I was never able to find the spaghetti sauce that I wanted, so I decided to figure out making it for myself. You see, I wanted a combination of a meat sauce and a vegetable sauce, and could not find a restaurant or a recipe that fit the bill. Note that this is ‘homemade’ only in part, as it includes marinara from a jar. I have made it completely from scratch, and it’s good, but it’s wayyyy too much work and it takes wayyyy too much time, and it’s only slightly better/different, so the marinara from a jar is simply a nod to the realities of a hectic lifestyle.
This recipe makes enough for four people, plus a healthy helping of leftovers – as with all spaghetti sauces, it’s better reheated the next day. Ingredients as follows:
3 jars Newman’s Own Marinara sauce
2 lbs. lean hamburger
1 sweet onion
8 cloves garlic
1 bunch asparagus
2 green squash
2 yellow squash
2 cups mushrooms
8 tbsp olive oil
Heat a large skillet on medium, add 2 tbsp olive oil, and saute half the garlic and onions (both diced) for 4-5 minutes, then add the ground beef, and salt and pepper to your tastes. Let the meat continue to brown while chopping the rest of the vegetables.

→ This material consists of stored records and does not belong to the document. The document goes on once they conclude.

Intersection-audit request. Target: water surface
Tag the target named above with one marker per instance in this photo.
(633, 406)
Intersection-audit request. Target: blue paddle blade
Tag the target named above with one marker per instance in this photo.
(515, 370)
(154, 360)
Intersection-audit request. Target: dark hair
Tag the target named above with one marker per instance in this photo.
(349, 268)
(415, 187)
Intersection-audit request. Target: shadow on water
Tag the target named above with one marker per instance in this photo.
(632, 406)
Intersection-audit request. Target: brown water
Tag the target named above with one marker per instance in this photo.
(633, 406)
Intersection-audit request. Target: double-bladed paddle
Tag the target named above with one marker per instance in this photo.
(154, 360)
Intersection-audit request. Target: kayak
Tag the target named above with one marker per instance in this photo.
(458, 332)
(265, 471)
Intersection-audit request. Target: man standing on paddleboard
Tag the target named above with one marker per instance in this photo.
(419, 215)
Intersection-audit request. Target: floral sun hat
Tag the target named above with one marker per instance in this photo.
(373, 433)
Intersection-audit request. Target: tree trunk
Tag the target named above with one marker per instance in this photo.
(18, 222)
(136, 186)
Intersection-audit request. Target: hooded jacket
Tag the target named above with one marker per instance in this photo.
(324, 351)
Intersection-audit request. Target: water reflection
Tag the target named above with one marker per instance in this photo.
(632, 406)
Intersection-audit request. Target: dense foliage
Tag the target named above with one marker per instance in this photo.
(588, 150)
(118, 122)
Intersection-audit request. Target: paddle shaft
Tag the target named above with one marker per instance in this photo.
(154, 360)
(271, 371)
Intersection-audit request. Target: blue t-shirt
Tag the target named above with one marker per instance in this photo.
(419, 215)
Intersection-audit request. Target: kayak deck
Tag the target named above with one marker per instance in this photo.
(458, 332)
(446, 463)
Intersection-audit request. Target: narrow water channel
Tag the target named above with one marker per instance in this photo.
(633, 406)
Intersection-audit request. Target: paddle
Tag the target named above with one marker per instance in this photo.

Finely dice the rest of the garlic and the other half of the onion, and keep them separate from the rest of the vegetables as they will be cooked separately. Cut the asparagus into .5″ to .75″ lengths, making sure not to include the woody base of the stalks, which can be tough. Slice each squash in half lenghtwise, and then slice each half in half again lenghtwise, so it is in long quarters, then thinly slice making little pie-shaped chunks. Slice the mushrooms thinly.
Heat a large pot on medium, add the remaining 6 tbsp of olive oil, then add the onion and garlic and saute for 4-5 minutes, then add the rest of the vegetables. Continue cooking the vegetables for another 10 minutes, until they begin to get soft. At this point the meat should be close to done browning – when it’s browned, drain any fat, then add to the vegetable pot. Add the three jars of marinara, and stir.
Reduce head to medium-low, so that it cooks at a slow simmer, cover, and cook for 2-3 hours, stirring occasionally. That’s it. I occasionally juke it up with fresh basil or oregano, but it’s not strictly necessary. I also sometimes add broccoli, but only some of the time since it turns it into a much chunkier, more vegetable-ier sauce. We have taken to eating over Barilla Pasta Plus spaghetti, which has protein, omega-3s, and fiber, but tastes like regular old empty-calorie pasta. And don’t forget some freshly-grated parmesan!
There’s nothing magical here, but I can say that this sauce is universally popular, and we always end up eating all the leftovers as well. It is also a unique combination, in my experience, of a meat sauce and a vegetable sauce, and it’s something I had to figure out myself since I’d known for years that I wanted something like this.
If you end up giving this recipe a try, please post back your results here, as well as any jukes/variations of your own. Buon appetito!